Freddie Mac in their report, August 2013 U.S. Economic & Housing Market Outlook, explained the three reasons why housing is the key driving force to the overall economic recovery.
The report explains that the path to recovery has been historically slow:
The Great Recession officially ended in June 2009 and, with the release of the second quarter GDP, we now have data on four full years of economic recovery. The data release confirmed what many have felt: four years of recovery have only brought lackluster growth. Compared to all prior postwar recoveries, this expansion has been the weakest. Real GDP has risen by only 9 percent since the recession officially ended, while it grew an average of 17.4 percent in the four years following the end of the previous ten recessions.
The Answer – Housing
Freddie Mac explains that housing drives the economy in three ways. Here are excerpts from the report on each:
Demand for Housing Will Drive Employment
Increased demand for housing will help stimulate new single-family and multifamily construction and boost home sales.

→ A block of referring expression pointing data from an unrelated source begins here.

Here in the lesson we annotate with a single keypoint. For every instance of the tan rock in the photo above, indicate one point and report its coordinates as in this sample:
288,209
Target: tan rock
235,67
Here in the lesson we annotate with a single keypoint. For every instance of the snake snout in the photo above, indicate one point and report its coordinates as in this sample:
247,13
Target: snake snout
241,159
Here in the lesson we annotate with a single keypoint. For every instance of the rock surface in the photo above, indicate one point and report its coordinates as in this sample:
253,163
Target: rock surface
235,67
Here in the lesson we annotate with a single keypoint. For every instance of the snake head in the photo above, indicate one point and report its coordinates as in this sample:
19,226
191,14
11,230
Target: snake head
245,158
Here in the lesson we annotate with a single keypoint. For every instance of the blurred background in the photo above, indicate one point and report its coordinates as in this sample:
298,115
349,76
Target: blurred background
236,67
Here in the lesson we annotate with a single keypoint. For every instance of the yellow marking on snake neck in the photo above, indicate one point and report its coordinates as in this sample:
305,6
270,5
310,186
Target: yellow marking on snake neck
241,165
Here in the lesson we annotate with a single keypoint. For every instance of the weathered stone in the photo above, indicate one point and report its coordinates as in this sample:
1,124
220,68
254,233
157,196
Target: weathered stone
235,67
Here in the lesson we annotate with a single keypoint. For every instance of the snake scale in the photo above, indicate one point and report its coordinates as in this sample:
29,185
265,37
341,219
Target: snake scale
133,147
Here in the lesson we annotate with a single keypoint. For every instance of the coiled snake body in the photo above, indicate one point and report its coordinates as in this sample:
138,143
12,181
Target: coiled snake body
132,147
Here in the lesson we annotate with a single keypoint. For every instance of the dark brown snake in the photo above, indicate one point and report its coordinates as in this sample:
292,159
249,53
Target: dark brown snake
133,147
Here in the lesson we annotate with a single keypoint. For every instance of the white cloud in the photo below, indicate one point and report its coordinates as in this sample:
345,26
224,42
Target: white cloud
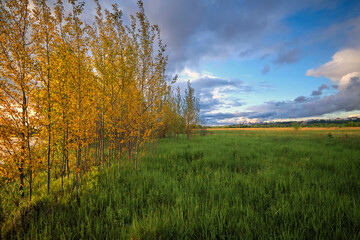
189,74
345,64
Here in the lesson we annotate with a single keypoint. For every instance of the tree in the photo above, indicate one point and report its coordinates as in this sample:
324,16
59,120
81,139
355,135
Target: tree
16,86
190,110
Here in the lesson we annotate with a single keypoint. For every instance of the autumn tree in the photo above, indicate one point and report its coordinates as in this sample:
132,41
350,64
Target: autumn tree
16,86
191,110
43,38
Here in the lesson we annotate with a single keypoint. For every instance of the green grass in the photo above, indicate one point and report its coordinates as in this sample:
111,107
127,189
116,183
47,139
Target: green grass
232,184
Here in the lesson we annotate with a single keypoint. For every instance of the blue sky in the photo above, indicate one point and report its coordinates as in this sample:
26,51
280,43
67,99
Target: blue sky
262,60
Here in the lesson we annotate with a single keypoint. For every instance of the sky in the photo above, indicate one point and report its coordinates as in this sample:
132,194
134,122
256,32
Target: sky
261,60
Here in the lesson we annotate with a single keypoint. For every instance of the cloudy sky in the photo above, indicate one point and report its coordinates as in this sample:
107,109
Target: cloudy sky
261,60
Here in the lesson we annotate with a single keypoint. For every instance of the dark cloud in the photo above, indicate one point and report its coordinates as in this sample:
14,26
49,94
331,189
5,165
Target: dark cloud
288,56
300,99
194,30
346,99
320,90
214,93
265,70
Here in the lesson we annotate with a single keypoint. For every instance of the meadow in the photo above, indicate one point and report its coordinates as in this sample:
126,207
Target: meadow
249,184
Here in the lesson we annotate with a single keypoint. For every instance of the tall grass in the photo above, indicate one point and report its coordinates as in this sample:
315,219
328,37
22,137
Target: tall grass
235,184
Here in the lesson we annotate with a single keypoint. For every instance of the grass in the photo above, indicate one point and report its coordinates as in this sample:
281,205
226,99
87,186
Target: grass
232,184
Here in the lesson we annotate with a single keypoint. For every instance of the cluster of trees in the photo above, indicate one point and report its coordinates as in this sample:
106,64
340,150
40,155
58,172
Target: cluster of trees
75,96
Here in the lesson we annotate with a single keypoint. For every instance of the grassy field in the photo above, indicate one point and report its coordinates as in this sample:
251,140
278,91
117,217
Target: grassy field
231,184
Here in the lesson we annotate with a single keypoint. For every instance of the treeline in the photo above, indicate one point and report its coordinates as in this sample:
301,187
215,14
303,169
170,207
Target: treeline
75,96
315,123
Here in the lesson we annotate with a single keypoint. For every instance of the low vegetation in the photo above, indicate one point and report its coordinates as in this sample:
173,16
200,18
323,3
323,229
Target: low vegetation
229,184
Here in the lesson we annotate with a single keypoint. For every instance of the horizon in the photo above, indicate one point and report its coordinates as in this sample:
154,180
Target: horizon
260,61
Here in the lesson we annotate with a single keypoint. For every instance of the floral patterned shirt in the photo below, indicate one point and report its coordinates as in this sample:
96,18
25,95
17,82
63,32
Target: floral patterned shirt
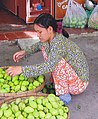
60,47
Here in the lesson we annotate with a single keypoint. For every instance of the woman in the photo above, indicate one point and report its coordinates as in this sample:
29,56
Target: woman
63,59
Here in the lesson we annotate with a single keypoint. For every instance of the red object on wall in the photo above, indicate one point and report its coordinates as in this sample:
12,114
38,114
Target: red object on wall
10,5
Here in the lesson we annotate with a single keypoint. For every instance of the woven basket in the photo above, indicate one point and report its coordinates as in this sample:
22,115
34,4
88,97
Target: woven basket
38,89
8,100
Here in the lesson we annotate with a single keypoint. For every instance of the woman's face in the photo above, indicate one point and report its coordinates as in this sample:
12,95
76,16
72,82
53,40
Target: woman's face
43,33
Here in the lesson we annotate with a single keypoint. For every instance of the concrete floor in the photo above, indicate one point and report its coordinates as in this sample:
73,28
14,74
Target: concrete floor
83,106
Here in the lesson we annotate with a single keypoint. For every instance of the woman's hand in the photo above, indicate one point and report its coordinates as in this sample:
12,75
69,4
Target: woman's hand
14,70
18,55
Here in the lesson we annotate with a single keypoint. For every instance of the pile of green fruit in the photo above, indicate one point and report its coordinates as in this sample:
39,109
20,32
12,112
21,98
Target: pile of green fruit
49,88
18,83
50,107
74,22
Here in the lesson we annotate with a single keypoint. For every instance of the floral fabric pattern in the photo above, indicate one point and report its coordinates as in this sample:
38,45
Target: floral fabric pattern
60,47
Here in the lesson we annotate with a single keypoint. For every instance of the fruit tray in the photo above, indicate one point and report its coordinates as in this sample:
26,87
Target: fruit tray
10,83
34,106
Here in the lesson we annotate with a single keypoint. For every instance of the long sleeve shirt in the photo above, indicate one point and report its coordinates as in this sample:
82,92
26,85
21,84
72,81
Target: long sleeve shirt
60,47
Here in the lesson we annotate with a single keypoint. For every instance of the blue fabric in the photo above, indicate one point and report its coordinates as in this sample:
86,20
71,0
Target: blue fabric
66,98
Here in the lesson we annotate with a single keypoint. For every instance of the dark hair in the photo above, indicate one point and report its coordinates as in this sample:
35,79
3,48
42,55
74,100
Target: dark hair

We expect starts to hover just below one million (SAAR) over the second half of the year, the best six-month building pace since the first half of 2008. This increased building and sales will add approximately 3/8 of a percentage point directly to GDP growth through residential fixed investment and will employ many more workers in construction and at other housing related firms.
Rising Prices = Increased Family Wealth = Increased Spending
With housing being the biggest asset of most American households, rising house prices directly affect the balance sheet of homeowners. Home equity is the largest component of net wealth for many families. As wealth rises, households generally increase their consumption spending. They may even tap into their equity through a home-equity loan, using the proceeds for either consumption or investment spending. Some evidence that home equity lending has picked up was found in Freddie Mac’s Refinance Report for the second quarter, which saw $9.5 billion in home-equity cashed-out as part of a refinance, up from a year ago.
Small Business Development is Funded through Home Equity
Rising house prices will help the economic recovery by spurring small business formation, as a business owner’s home often serves as collateral for a start-up. Small business growth has been very weak during the recovery…Recent research by analysts at the U.S. Census Bureau and University of Maryland indicated that slow house price growth has been a key contributing factor to anemic small business growth. According to their analysis 42 percent of the decline in the performance of young firms (relative to mature firms) is due to declines in home prices.
As Freddie Mac explains, the housing recovery is crucial to the recovery of the overall economy.